Primary LanguagePythonApache License 2.0Apache-2.0

Overview

Welcome to this demo repository to show how to run pyspark applications on remote spark clusters using SSHOperator 🚀.

This Airflow pipeline will trigger the execution of a basic pyspark application that can be tested on other applications.


How to use this repository

Setting up

Option 1: Use GitHub Codespaces

Run this Airflow project without installing anything locally.

  1. Fork this repository.
  2. Create a new GitHub codespaces project on your fork. Make sure it uses at least 4 cores!
  3. After creating the codespaces project the Astro CLI will automatically start up all necessary Airflow components. This can take a few minutes.
  4. Once the Airflow project has started access the Airflow UI by clicking on the Ports tab and opening the forward URL for port 8080.

Option 2: Use Gitpod

  1. Install the Gitpod extension for your browser:

  2. Click on the Gitpod button that appears in your browser after installing the extension. This will open the project in Gitpod.

  3. After Gitpod initializes, the Astro CLI will automatically start up all necessary Airflow components. This can take a few minutes.

  4. Once the Airflow project has started, access the Airflow UI by clicking on the Ports tab and opening the forward URL for port 8080.

Ports

Run the project

  1. Unpause remote_spark_job_example DAG, by clicking on the toggle on the left hand side. Once the remote_spark_job_example DAG is unpaused it will run once, starting the pipeline.

Ports

  1. To open the Spark UI app, go to the Ports tab and open the URL of the forwarded port 8081.

  2. To see the logs of the execution of the spark job, access the logs of the run_job task.

Tasks


How it works

Components and infrastructure

This repository uses a custom codespaces container to install the Astro CLI. The GH codespaces post creation command will start up the Astro project by running astro dev start.
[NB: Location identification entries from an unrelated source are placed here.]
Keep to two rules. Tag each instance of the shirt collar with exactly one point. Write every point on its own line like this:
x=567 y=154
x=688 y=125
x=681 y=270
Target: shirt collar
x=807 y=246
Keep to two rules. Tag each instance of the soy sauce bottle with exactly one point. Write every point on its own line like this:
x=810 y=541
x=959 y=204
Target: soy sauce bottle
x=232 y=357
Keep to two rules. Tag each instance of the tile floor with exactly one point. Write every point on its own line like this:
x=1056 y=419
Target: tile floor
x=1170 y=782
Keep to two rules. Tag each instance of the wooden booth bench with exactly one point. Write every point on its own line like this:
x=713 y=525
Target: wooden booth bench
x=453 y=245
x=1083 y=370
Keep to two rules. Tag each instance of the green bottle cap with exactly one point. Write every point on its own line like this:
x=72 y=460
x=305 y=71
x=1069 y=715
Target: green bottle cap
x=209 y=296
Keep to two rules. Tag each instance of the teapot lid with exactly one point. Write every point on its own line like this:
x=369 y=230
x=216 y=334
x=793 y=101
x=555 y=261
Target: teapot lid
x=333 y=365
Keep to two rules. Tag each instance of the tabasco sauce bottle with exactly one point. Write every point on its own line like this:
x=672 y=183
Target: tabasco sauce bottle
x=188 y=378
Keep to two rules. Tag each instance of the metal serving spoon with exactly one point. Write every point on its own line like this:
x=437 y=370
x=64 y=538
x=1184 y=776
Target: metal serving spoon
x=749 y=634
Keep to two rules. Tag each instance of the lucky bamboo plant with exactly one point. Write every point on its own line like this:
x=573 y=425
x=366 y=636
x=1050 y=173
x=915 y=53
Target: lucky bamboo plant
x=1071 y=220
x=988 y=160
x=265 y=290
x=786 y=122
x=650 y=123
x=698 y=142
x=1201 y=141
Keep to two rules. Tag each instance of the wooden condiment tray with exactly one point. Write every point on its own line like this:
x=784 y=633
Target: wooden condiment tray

5 Docker containers will be created and relevant ports will be forwarded:

  • The Airflow scheduler

  • The Airflow webserver

  • The Airflow metastore

  • The Airflow triggerer

  • A Spark master

  • 2 Spark workers

    Overview


Project Structure

This repository contains the following files and folders:

  • .astro: files necessary for Astro CLI commands.
  • .devcontainer: the GH codespaces configuration.
  • dags: all DAGs in your Airflow environment.
  • plugins: folder to place Airflow plugins. Empty.
  • tests: folder to place pytests running on DAGs in the Airflow instance. Contains default tests.
  • .dockerignore: list of files to ignore for Docker.
  • .env: environment variables. Contains the definition for the SSH Spark connection.
  • .gitignore: list of files to ignore for git. Note that .env is not ignored in this project.
  • docker-compose-spark.yml: Config file a Spark cluster with a master node and two workers.
  • Dockerfile-spark : Configures Spark image with SSH, adds user, and starts SSH server.
  • packages.txt: system-level packages to be installed in the Airflow environment upon building of the Dockerimage.
  • README.md: this Readme.
  • requirements.txt: python packages to be installed to be used by DAGs upon building of the Dockerimage.
  • .gitpod.yml : This file instructs Gitpod on how to prepare and build the project in case you run it on gitpod.